The HBGRU-LSTM model of opinion mining has immense scope for real-time applications in many areas:

• Social media monitoring: The model can be integrated with real-time social media analytics software to track and analyze customer sentiment, brand image, and public opinion trends in real time. This can be used by companies for proactive marketing and reputation management.
• E-commerce and customer review analysis: The model can enhance real-time product review analysis, allowing e-commerce sites to categorize and summarize customer opinions efficiently. This can assist businesses in product development, customer issue resolution, and recommendation optimization.
• Financial and stock market prediction: Based on real-time news articles, financial reports, and social media sentiment analysis, the model can produce forecasts of stock direction and economic trends to help investors and financial analysts make decisions.
• Patient and healthcare feedback systems: The model can be utilized to implement on patient review systems such that relevant feedback on hospitals, doctors, and treatment can be collected. This will assist healthcare professionals in enhancing the patient experience and medical treatment according to sentiment patterns.
• Customer service automation: The model can be integrated into chat-bots and virtual assistants to monitor customer sentiment in real-time, providing adequate responses and escalation of critical issues to human representatives whenever needed.
• Political and social sentiment analysis: Governments and policymakers can use the model to track public mood in real-time for policies, elections, and issues of national interest so that they can make evidence-based decisions.

7. Conclusions

The increasing volume of opinions shared on social media platforms only confirms the demand for effective opinion mining tools. Businesses can benefit a lot from such data in their quest to improve their products and services.

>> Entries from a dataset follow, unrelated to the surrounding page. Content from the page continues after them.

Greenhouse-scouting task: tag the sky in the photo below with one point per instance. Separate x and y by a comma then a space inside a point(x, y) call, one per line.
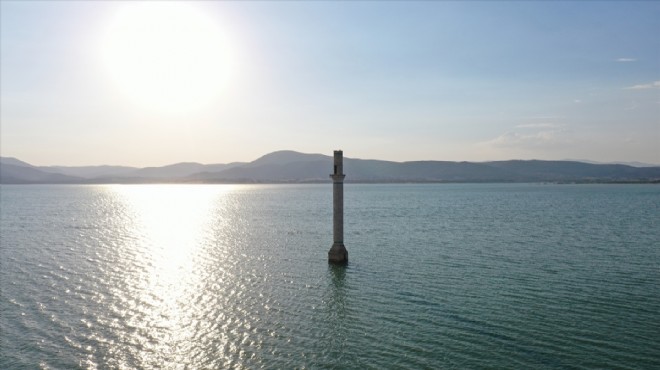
point(156, 83)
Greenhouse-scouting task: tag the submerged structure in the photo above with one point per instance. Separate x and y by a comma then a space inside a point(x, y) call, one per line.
point(338, 253)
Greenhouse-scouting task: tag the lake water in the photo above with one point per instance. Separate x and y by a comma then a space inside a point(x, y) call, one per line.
point(236, 276)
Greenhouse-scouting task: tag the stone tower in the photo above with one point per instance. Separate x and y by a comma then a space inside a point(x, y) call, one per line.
point(338, 252)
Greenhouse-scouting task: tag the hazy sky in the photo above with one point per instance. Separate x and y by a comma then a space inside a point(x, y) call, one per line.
point(91, 82)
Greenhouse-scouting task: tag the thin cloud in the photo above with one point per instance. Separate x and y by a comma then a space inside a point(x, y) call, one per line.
point(652, 85)
point(542, 139)
point(539, 125)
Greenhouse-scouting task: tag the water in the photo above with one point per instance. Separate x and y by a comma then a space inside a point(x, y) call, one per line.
point(440, 276)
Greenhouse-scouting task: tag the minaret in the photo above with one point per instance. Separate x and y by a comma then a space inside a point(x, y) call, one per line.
point(338, 252)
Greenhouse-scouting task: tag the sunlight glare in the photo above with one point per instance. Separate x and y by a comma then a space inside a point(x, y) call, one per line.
point(167, 56)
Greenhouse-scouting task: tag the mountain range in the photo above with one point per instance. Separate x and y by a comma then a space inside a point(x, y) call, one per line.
point(294, 167)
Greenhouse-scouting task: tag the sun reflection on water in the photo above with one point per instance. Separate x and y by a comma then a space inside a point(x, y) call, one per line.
point(170, 224)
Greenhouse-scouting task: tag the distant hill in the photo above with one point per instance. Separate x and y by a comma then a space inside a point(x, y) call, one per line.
point(289, 166)
point(20, 174)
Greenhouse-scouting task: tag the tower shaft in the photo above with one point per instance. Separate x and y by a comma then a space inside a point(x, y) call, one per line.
point(338, 252)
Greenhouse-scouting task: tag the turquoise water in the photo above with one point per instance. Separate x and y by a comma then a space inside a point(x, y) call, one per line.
point(440, 276)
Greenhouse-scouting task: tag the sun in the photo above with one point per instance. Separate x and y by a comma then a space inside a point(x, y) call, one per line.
point(166, 56)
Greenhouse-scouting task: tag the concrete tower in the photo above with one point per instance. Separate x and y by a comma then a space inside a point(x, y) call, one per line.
point(338, 252)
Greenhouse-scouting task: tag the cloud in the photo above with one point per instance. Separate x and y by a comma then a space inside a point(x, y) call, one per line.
point(652, 85)
point(539, 125)
point(539, 140)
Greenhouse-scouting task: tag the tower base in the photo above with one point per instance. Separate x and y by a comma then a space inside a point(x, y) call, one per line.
point(338, 254)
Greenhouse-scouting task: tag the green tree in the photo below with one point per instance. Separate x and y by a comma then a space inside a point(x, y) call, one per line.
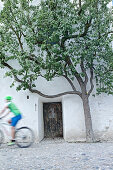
point(59, 38)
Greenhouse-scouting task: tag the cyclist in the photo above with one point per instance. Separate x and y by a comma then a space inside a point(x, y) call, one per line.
point(14, 120)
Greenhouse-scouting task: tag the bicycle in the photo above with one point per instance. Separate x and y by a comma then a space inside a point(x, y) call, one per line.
point(24, 136)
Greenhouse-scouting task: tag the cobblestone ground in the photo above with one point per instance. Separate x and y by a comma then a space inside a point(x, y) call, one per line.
point(58, 155)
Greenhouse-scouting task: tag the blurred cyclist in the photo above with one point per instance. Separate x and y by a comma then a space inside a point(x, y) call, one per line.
point(14, 120)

This paper underlined the effectiveness of a hybrid bidirectional GRU-LSTM architecture in sentiment analysis; this indeed constitutes a sea change from the traditional approaches. Contextual nuances and class imbalances are handled successfully for improved accuracy and generalization across diverse datasets.

The proposed model is enhanced in different performance measures like accuracy, recall, and F1-score. The model addresses class imbalance using techniques like oversampling for the aim of generating a class-balanced set of sentiment classes. From the experimental results, it can be seen that class imbalance needs to be addressed when performing sentiment analysis because the utilization of class-balanced data significantly enhanced the performance of the model, particularly in detecting negative sentiments

The model worked effectively on benchmark datasets such as IMDB and Amazon reviews, its versatility. Nonetheless, additional experimentation on domain datasets is recommended to unlock its full potential in specific domains such as healthcare and finance. The future can also witness a combination of transformer-based models, which have been useful in feature representation and accuracy improvement. Its application can also give insights into consumer attitudes that can be beneficial to businesses and public opinion. Consistent performance on benchmark datasets, such as IMDB and Amazon reviews, is a sign of its generalizability across domains. Nevertheless, the model must be tested with more domain-specific datasets to realize its full potential in special domains such as healthcare, education, and finance.